Bernard.Picton@nmni.comPicton, B. E., 2008 (Oct 9) Re: Janolus sp from Lambeh, Indonesia. [Message in] Sea Slug Forum. Australian Museum, Sydney. Available from http://www.seaslugforum.net/find/21950
You could be right, but I think they are all part of a continuum. In fact the photo on the Fact Sheet shows an animal with cerata of both colour patterns. The rhinophores do look a bit starkly different but seeing the variability in the ceratal colour pattern makes variability in the rhinophores more reasonable.
October 7, 2008
From: François Zylberman
Could you help me to identify this nudibranch?
It is interesting to see how it lays its eggs directly on the sand.
Locality: Lambeh strait, 15 m, Indonesia, North Sulawesi, Indopacific, april 2006, muck dive. Length: 70 mm. Photographer: François Zylberman.
email@example.comZylberman, F., 2008 (Oct 7) Janolus sp from Lambeh, Indonesia. [Message in] Sea Slug Forum. Australian Museum, Sydney. Available from http://www.seaslugforum.net/find/20873
This is an unnamed species of Janolus I am calling Janolus sp. 4 on the Forum.It is certainly strange seeing it laying its eggs like this on a loose
September 25, 2003
From: Erwin Köhler
Here is Janolus sp.4 from the Philippines, Negros Oriental Island, Lipayo,
Date: 07 May 2003
Erwin@Philippine-Sea-Slugs.comKöhler, E., 2003 (Sep 25) Janolus sp.4 from the Philippines. [Message in] Sea Slug Forum. Australian Museum, Sydney. Available from http://www.seaslugforum.net/find/10309
The closeup of the head shows the shape of the rhinophores and the warty caruncle between them, very well
May 2, 2003
From: Craig Copland
Please help me identify this nudibranch. We found it on the wreck of the Ulysses at Bluff Point, northwest Red Sea, Egypt on April 16, 2002 at appoximately 20 meters depth.

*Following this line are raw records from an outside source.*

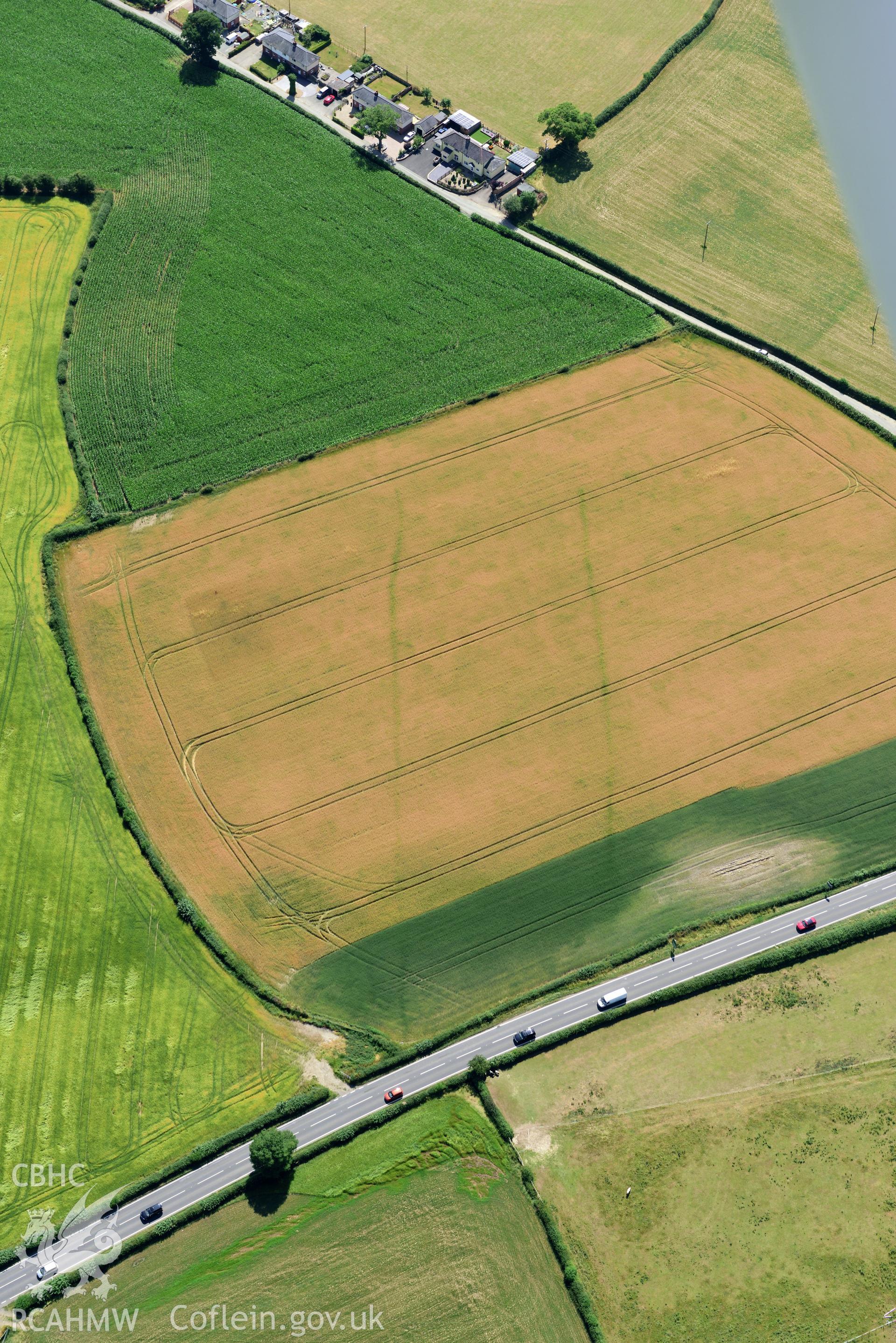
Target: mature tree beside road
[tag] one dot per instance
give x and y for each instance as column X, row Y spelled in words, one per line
column 202, row 37
column 272, row 1153
column 567, row 125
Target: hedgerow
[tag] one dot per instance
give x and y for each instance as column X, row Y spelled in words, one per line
column 658, row 66
column 194, row 365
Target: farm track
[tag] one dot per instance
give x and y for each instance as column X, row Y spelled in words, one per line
column 124, row 339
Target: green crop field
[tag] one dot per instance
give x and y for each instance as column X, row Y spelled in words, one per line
column 519, row 56
column 756, row 1127
column 723, row 136
column 424, row 1221
column 693, row 864
column 260, row 296
column 123, row 1041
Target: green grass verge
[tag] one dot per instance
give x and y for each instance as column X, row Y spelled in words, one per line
column 401, row 1221
column 129, row 1042
column 756, row 1129
column 519, row 57
column 726, row 137
column 159, row 415
column 614, row 899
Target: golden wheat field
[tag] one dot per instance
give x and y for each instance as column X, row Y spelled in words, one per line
column 363, row 687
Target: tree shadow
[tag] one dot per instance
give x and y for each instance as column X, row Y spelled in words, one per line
column 566, row 163
column 266, row 1197
column 198, row 73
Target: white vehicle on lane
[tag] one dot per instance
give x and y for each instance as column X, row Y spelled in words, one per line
column 616, row 998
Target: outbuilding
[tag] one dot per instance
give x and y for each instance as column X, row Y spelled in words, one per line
column 224, row 10
column 430, row 124
column 464, row 121
column 280, row 48
column 523, row 160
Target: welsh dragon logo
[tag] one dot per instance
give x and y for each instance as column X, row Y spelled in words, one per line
column 43, row 1244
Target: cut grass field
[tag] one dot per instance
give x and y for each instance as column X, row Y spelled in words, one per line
column 259, row 297
column 756, row 1127
column 425, row 1221
column 514, row 57
column 350, row 696
column 124, row 1042
column 723, row 136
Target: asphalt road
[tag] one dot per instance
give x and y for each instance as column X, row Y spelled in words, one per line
column 450, row 1062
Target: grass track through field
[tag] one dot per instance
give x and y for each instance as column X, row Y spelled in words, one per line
column 108, row 1004
column 724, row 137
column 758, row 476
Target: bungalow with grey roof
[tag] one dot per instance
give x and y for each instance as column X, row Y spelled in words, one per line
column 224, row 10
column 280, row 48
column 469, row 154
column 364, row 97
column 430, row 124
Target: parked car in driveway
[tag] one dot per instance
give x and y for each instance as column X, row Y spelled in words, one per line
column 616, row 998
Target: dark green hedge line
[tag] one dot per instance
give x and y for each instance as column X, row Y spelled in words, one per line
column 780, row 958
column 186, row 908
column 658, row 66
column 598, row 970
column 103, row 204
column 141, row 19
column 308, row 1099
column 160, row 1232
column 569, row 1268
column 828, row 382
column 291, row 1108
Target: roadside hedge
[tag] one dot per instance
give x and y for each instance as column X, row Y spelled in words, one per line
column 308, row 1099
column 727, row 328
column 658, row 66
column 559, row 1247
column 598, row 970
column 823, row 943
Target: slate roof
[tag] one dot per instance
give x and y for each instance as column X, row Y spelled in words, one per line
column 364, row 97
column 221, row 8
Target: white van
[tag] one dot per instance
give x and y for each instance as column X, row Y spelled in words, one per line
column 614, row 998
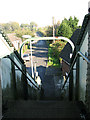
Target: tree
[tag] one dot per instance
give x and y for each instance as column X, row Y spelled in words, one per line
column 73, row 23
column 33, row 26
column 64, row 30
column 25, row 26
column 67, row 27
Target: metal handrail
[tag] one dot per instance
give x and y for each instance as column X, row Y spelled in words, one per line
column 84, row 57
column 22, row 71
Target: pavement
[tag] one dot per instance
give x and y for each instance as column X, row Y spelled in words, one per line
column 50, row 76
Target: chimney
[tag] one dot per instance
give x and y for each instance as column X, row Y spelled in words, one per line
column 89, row 7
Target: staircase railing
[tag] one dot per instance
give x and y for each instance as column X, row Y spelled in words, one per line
column 84, row 57
column 35, row 85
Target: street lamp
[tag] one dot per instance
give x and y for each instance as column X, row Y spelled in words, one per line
column 28, row 36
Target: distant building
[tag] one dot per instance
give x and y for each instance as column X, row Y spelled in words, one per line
column 66, row 53
column 16, row 41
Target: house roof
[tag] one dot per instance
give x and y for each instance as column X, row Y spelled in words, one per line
column 65, row 53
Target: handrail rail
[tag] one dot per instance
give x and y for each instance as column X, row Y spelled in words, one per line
column 22, row 71
column 84, row 57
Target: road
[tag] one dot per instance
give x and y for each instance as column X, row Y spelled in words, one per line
column 40, row 56
column 50, row 79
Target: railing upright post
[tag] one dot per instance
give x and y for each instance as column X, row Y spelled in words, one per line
column 0, row 92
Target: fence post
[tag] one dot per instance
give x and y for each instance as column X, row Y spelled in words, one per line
column 0, row 93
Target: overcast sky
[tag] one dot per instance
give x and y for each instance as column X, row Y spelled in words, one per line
column 42, row 11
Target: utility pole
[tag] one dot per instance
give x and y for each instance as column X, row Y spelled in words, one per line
column 53, row 28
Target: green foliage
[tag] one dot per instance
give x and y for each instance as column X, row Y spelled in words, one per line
column 10, row 27
column 49, row 31
column 22, row 32
column 67, row 27
column 64, row 30
column 33, row 26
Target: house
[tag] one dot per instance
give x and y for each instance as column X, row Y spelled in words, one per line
column 67, row 52
column 16, row 41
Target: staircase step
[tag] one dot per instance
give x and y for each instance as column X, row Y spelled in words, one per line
column 43, row 109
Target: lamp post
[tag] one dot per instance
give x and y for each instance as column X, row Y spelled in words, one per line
column 28, row 36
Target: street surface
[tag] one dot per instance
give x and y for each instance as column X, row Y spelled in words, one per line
column 50, row 76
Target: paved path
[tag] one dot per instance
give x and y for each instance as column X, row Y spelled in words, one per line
column 43, row 109
column 50, row 76
column 40, row 54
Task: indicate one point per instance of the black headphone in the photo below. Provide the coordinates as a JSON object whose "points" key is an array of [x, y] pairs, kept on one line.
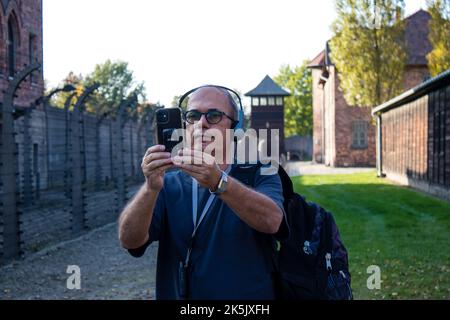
{"points": [[236, 123]]}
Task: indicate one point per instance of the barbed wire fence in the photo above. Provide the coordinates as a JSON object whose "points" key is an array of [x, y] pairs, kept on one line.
{"points": [[65, 171]]}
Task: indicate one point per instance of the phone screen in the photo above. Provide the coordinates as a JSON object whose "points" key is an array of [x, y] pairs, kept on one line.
{"points": [[167, 121]]}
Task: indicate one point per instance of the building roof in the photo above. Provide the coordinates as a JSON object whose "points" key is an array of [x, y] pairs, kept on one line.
{"points": [[414, 93], [267, 87], [416, 36]]}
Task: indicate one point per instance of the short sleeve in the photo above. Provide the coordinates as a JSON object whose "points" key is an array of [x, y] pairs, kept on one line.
{"points": [[155, 226], [270, 186]]}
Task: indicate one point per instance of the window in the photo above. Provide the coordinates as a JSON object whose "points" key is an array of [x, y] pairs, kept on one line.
{"points": [[359, 134], [11, 48], [32, 52]]}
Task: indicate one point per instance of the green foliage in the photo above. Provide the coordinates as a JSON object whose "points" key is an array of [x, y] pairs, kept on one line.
{"points": [[117, 82], [298, 107], [403, 231], [60, 98], [439, 57], [368, 50]]}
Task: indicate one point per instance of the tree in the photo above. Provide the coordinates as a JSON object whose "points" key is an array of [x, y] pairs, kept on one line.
{"points": [[439, 57], [59, 99], [368, 50], [298, 107], [117, 82]]}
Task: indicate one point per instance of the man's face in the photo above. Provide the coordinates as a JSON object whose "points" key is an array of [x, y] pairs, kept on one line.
{"points": [[203, 100]]}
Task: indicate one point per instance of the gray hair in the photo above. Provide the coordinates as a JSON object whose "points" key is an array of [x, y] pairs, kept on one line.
{"points": [[232, 103]]}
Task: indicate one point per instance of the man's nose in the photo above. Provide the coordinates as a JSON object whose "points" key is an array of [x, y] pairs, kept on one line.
{"points": [[203, 122]]}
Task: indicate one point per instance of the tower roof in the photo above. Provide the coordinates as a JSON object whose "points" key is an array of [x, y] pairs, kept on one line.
{"points": [[267, 87]]}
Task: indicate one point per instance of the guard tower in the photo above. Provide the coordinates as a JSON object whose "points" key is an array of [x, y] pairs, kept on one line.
{"points": [[267, 101]]}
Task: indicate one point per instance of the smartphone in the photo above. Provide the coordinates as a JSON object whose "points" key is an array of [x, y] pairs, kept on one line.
{"points": [[167, 121]]}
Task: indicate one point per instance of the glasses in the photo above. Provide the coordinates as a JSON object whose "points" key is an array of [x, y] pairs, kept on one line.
{"points": [[213, 116]]}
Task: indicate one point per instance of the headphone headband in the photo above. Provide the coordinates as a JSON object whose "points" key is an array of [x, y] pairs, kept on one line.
{"points": [[184, 96]]}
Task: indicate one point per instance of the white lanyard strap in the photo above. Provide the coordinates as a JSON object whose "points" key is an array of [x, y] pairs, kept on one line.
{"points": [[194, 211]]}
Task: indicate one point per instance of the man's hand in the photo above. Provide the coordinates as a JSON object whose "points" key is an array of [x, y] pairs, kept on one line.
{"points": [[199, 165], [154, 165]]}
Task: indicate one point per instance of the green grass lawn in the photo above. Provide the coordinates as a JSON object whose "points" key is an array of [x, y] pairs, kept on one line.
{"points": [[405, 232]]}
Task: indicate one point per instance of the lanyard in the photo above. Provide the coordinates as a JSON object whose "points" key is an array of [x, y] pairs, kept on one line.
{"points": [[194, 212]]}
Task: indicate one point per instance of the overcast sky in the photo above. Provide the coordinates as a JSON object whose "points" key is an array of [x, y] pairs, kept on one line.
{"points": [[175, 45]]}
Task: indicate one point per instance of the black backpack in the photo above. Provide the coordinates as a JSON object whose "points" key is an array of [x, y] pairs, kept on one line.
{"points": [[311, 262]]}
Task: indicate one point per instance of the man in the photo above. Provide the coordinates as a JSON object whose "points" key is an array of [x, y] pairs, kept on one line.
{"points": [[231, 250]]}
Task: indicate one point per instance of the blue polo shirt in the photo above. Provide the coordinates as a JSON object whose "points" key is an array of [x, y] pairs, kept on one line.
{"points": [[229, 260]]}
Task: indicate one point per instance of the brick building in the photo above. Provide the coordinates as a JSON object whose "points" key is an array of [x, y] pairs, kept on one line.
{"points": [[21, 44], [343, 135]]}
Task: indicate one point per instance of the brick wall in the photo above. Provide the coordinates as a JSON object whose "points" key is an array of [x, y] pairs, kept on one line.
{"points": [[416, 143], [346, 153], [26, 17]]}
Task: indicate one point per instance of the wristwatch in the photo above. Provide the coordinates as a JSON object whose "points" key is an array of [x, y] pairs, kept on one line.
{"points": [[223, 183]]}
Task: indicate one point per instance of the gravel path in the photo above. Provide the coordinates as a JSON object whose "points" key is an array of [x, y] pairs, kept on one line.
{"points": [[107, 270]]}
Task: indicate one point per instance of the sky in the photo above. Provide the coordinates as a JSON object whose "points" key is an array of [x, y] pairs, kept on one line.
{"points": [[176, 45]]}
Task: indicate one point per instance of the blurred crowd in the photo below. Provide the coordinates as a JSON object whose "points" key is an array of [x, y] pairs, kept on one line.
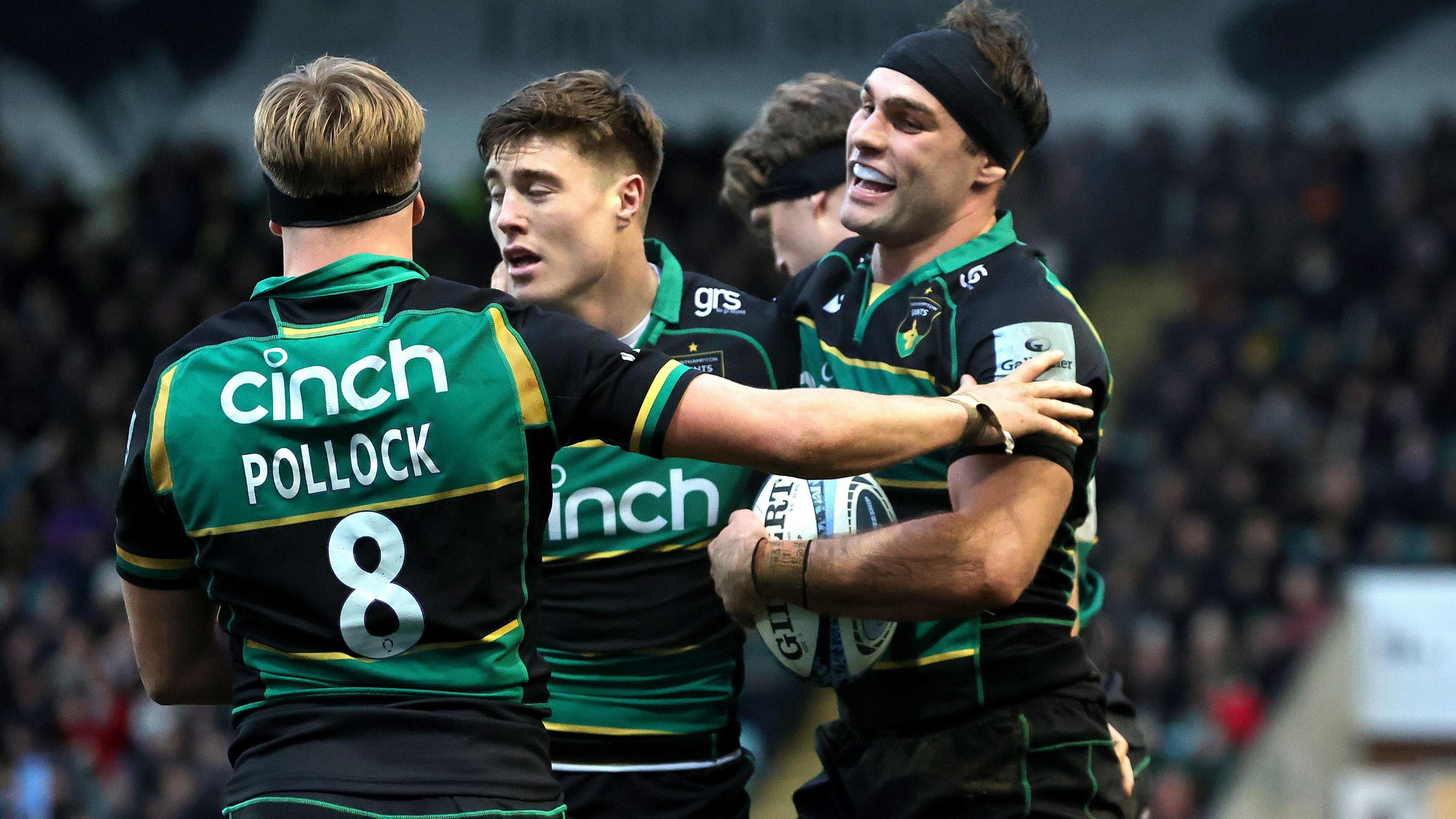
{"points": [[1295, 416]]}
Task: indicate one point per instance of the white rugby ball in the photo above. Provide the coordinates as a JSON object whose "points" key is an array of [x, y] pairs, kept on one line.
{"points": [[823, 649]]}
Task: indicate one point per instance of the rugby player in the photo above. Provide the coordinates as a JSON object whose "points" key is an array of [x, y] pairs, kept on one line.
{"points": [[350, 474], [785, 176], [646, 664], [986, 703]]}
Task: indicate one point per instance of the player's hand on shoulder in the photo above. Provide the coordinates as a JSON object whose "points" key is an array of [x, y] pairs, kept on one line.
{"points": [[1026, 406], [731, 554]]}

This is a species of Janolus which I have on the Forum as Janolus sp. 4. It seems to be widespread in the Indo-West Pacific. Species of Janolus are bryozoan feeders.
August 11, 2002
From: Jeff Rosenfeld
Is this a known species or is it the species you are presently calling Janolus sp. 4? The photo was taken in Anilao, Luzon Island, Philippines in April, 2000.
firstname.lastname@example.orgRosenfeld, J., 2002 (Aug 11) Janolus sp. 4 from Philippines. [Message in] Sea Slug Forum. Australian Museum, Sydney. Available from http://www.seaslugforum.net/find/7100
Yes this is 'Janolus sp. 4'
January 11, 2001
From: Bruce Potter
While doing some filming of some anchor chains and attachments for some ship moorings in Honiara harbour, (Solomon Islands), I came across several of these. It was in a very muddy, silty harbour area, at about 12 meters. I have identified it as a Janolus. Are you able to add to that?
Thanks for your help.
email@example.comPotter, B., 2001 (Jan 11) Janolus from Solomon Ids. [Message in] Sea Slug Forum. Australian Museum, Sydney. Available from http://www.seaslugforum.net/find/3394
This species is found throughout the Indo-West Pacific but does not appear to be particularly common. It is unnamed at present.